Archived: Automating statistical production to free up analytical resources

This is a case study for Principle V4: Innovation and improvement.

The Reproducible Analytical Pipeline (RAP) is an innovation initiated by the Government Digital Service (GDS) that combines techniques from academic research and software development. It aims to automate certain statistical production and publication processes – specifically, the narrative, highlights, graphs and tables. Tailor made functions work raw data up into a statistical release, freeing up resource for further analysis. The benefits of RAP are laid out in the link above, but include:

  • Auditability – the RAP method provides a permanent record of the process used to create the report, moreover, using Git for version control producers have access to all previous iterations of the code. This aids transparency, and the process itself can easily be published
  • Speed – it is quick and easy to update or reproduce the report, producers can implement small changes across multiple outputs simultaneously. The statistician, now free from doing repetitive tasks, has more time to exercise their analytical skills
  • Quality – Producers can build automated validation into the pipeline and produce a validation report, which can be continually augmented. Statisticians can therefore perform more robust quality assurance than would be possible by hand in the timeframe from receiving data to publication.
  • Knowledge transfer – all the information about how the report is produced is embedded in the code and documentation, making handover simple
  • Upskill – RAP is an opportunity to upskill individuals by giving them the opportunity to learn new skills or develop existing ones. This also upskills teams by making use of underused coding skills that may exist within their resource; coding skills are becoming ubiquitous nowadays with many STEM subject students learning to code at university

RAP therefore enables departments to develop and share high-quality reusable components of their statistics processes. This ‘reusability’ enables increased collaboration, greater consistency and quality across government, and reduced duplication of effort.

In June 2018, the Department for Transport (DfT) published its RAP debut with the automation of the Search and Rescue Helicopter (SARH) statistical tables.
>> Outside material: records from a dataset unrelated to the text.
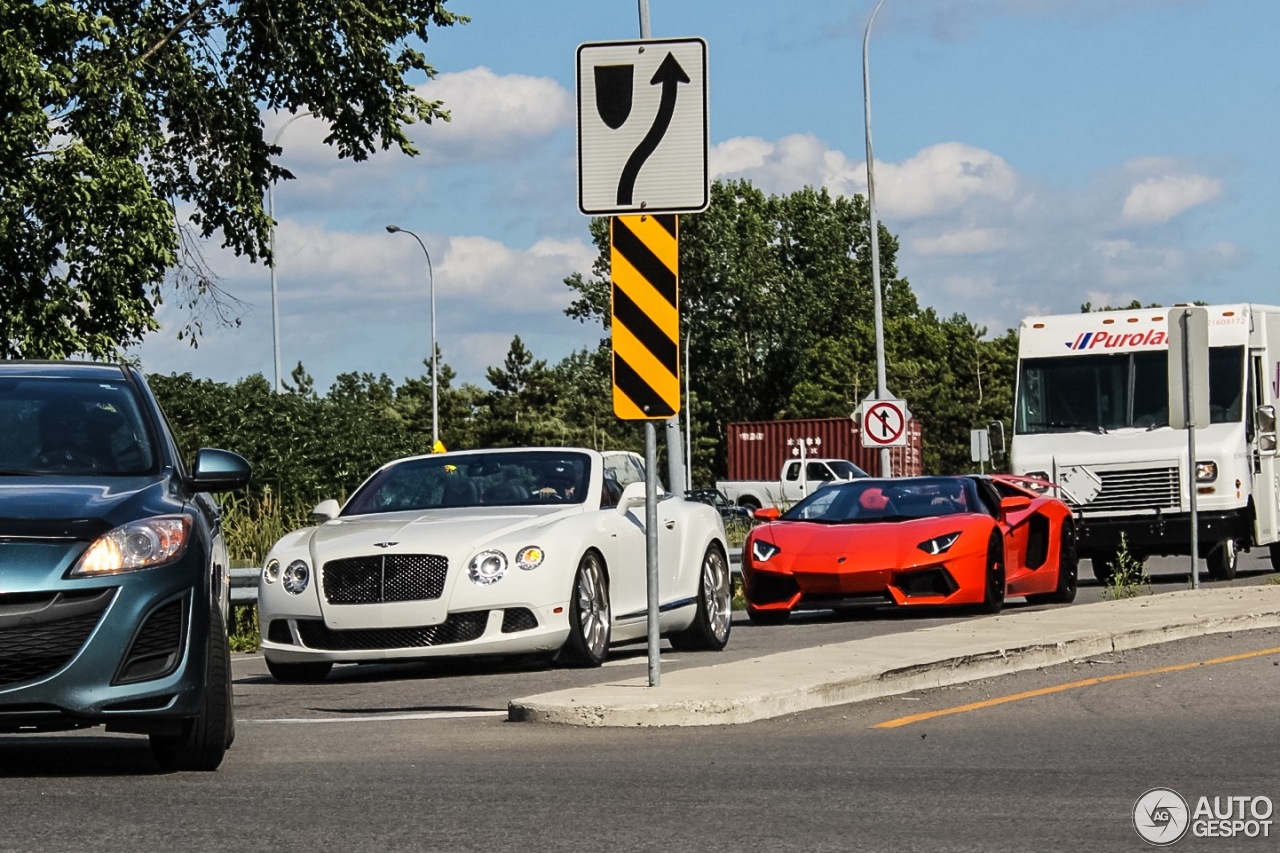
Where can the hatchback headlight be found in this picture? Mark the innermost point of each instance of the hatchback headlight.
(138, 544)
(487, 568)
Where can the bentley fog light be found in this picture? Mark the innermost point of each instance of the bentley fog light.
(530, 557)
(296, 578)
(487, 568)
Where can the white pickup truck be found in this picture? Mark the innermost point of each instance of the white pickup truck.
(790, 487)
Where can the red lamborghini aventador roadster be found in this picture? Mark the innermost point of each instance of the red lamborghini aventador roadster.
(915, 541)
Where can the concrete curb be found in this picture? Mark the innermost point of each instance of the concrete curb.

This was closely followed by the publication of Quarterly traffic estimates (TRA25) produced by DfT’s first bespoke Road Traffic pipeline R package. RAP methods are now being adopted across the department, with other teams building on the code already written for these reports. DfT have begun a dedicated RAP User Group to act as a support network for colleagues interested in RAPping.

DfT’s RAP successes have benefited from the early work and community code sharing approach of other departments, including:

  • Department for Digital, Culture, Media & Sport first published statistics using a custom-made R package, eesectors, in late 2016, with the code itself made freely available on GitHub.
  • Department for Education first published automated statistical tables of initial teacher training census data in November 2016, followed by the automated statistical report of pupil absence in schools in May 2017. DfE are now in the process of rolling out the RAP approach across their statistics publications
  • Ministry of Justice, as well as automating their own reports, have made a huge contribution with the development of the R package xltabr which can be used by RAPpers to easily format tables to meet presentation standards. Xtabr has also been made available to all on the Comprehensive R Archive Network.

The incorporation of data science coding skills with the traditional statistical production process, coupled with an online code sharing approach lends itself to increased collaboration, improved efficiency, and creates opportunities for government statisticians to provide further insights into their data.